Bericht aus Lviv – Rückblick auf unsere Jugendbegegnung

Bericht aus Lviv – Rückblick auf unsere Jugendbegegnung

Nach einer langen Anreise von Dresden nach Lviv wurden wir am Hauptbahnhof von Diana Libert empfangen. Diana vertrat die Deutsche Jugend in der Ukraine (DJU), welche die Partnerorganisation des Politischen Jugendring Dresden (PJR) für diese Begegnung ist. Nachdem die Reisenden sich kurz erholen konnten, begannen kleine Kennenlern-Spiele um die Teilnehmer miteinander vertraut zu machen. So erfuhr jeder, warum die anderen teilnahmen und welche Hoffnungen und Wünsche mit der Begegnung verbunden wurden. Nachdem man sich persönlich kennengelernt hatte, stellten die Betreuer die beiden Organisationen (PJR & DJU) ausführlich vor.
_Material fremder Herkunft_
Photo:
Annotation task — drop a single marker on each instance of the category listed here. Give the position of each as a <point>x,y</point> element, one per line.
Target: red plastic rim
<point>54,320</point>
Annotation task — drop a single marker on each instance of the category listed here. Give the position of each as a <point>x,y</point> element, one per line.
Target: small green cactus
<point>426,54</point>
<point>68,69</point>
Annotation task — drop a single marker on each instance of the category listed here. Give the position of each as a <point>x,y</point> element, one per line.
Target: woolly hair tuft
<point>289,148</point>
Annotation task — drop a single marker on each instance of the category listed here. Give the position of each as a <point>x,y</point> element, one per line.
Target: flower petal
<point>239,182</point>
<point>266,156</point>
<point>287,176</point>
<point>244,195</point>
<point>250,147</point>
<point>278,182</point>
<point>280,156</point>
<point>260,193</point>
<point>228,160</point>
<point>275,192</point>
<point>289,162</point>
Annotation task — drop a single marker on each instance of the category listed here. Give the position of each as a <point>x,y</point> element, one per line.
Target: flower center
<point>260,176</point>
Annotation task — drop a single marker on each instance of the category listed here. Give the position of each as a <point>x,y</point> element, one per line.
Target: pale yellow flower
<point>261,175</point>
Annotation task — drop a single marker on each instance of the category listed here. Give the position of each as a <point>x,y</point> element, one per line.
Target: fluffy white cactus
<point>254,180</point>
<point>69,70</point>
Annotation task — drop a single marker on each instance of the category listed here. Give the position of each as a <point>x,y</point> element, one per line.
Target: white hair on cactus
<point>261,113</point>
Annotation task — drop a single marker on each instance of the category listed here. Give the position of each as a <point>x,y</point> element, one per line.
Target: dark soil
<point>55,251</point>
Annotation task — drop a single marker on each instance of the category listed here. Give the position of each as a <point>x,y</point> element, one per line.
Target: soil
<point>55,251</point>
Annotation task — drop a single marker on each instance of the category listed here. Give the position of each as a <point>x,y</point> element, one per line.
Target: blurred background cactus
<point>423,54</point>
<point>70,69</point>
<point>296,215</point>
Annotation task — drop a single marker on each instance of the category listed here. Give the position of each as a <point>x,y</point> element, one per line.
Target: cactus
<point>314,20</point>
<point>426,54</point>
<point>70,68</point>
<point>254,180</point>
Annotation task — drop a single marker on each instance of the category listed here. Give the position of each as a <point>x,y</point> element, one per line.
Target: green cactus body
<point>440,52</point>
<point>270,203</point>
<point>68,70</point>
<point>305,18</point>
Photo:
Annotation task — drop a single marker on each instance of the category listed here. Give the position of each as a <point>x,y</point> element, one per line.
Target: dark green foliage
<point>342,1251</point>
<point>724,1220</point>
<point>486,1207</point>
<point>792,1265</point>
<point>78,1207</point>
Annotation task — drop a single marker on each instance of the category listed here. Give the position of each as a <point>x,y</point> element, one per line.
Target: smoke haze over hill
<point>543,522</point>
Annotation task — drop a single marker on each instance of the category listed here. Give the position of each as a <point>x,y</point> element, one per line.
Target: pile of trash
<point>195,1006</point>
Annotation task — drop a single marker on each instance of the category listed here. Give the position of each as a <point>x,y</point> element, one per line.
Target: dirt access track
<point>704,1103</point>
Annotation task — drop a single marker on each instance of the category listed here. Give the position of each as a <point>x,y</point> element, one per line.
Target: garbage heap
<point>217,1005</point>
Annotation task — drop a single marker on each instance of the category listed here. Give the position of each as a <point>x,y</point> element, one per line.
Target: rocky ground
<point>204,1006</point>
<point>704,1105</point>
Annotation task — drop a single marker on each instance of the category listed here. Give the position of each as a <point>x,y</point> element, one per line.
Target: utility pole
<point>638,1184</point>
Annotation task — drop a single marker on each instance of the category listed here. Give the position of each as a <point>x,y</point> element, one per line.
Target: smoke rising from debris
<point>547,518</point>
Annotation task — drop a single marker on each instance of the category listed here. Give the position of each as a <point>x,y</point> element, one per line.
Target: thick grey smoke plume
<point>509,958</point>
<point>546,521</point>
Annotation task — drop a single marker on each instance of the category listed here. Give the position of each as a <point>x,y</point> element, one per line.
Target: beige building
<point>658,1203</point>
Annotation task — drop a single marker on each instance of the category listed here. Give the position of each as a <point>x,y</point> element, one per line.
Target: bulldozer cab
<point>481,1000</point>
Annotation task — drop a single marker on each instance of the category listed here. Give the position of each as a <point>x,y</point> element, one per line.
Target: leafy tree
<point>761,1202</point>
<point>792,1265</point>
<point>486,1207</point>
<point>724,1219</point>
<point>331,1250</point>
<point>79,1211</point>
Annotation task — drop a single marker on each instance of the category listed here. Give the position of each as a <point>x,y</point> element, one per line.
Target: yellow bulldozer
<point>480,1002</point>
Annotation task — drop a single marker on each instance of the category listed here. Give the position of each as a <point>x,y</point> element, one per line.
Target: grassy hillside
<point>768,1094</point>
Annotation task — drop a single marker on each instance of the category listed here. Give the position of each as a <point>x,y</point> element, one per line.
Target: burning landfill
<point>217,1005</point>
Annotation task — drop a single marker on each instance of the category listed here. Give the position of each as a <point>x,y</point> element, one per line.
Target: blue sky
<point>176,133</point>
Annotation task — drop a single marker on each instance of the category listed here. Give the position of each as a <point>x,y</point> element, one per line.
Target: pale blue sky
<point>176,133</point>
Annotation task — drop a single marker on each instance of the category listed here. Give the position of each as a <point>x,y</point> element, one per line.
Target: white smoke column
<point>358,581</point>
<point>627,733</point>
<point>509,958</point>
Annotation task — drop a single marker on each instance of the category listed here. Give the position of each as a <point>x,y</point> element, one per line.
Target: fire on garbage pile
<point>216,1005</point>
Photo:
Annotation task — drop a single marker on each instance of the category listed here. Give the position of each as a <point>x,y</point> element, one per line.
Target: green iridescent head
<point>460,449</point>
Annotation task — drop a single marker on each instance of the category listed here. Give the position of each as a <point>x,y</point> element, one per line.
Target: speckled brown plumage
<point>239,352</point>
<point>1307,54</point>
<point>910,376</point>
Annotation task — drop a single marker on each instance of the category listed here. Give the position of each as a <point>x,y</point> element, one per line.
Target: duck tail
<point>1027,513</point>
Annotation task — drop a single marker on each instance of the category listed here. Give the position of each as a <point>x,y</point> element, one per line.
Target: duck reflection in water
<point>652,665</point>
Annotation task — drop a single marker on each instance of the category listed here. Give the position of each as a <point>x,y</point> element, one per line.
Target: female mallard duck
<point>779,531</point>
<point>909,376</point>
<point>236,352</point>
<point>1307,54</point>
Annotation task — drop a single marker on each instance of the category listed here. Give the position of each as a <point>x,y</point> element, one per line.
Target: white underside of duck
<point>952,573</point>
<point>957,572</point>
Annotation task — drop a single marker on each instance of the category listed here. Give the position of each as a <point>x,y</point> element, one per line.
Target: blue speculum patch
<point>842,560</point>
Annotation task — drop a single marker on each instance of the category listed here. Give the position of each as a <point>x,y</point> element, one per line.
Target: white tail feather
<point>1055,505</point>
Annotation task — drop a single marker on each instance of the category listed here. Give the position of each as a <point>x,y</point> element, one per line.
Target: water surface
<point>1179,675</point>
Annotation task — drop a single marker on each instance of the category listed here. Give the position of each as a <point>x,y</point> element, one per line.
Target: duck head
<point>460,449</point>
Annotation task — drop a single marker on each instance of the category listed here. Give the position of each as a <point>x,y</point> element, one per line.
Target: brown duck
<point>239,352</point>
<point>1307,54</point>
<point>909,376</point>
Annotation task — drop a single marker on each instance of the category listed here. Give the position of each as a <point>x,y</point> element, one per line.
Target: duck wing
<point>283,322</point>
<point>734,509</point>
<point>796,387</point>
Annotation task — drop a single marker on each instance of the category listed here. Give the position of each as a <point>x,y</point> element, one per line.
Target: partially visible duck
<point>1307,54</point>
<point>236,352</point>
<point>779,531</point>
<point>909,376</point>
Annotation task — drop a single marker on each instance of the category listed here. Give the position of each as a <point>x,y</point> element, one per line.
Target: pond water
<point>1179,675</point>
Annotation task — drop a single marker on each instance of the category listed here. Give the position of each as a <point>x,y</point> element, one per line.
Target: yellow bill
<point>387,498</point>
So erfuhren die Teilnehmer, welche Schwerpunkte und Aktivitäten beide Organisationen in ihrer Arbeit setzen und welche Aktivitäten und Angebote (abgesehen von der Jugendbegegnung) noch angeboten werden und wurden.

Den Einstieg in die inhaltliche Arbeit und die Begleitung des Kulturabends, sowie ein Teil des Teambuilding-Workshop wurden von Eric Eberle, welcher zur Zeit der Jugendbegegnung am Goethe Institut in der Ukraine angestellt war, vorbereitet und durchgeführt. Mithilfe interaktiver Methoden, Gruppenbildung und Rechercheaufgaben, erschlossen sich die Teilnehmer die Themenfelder: Parteien, politischen System und polit. Akteure. Nach den Vorstellen der beiden Länder wendete man sich in neuen Gruppen Karten von Kontinenten zu, auf welchen man mit verschiedenen Farben den Status verschiedener Grund- und Freiheitsrechte in den verschiedenen Ländern markieren musste. Orientiert wurde sich dabei am Bertelsmann Transformation Index und den Freedom House Index. 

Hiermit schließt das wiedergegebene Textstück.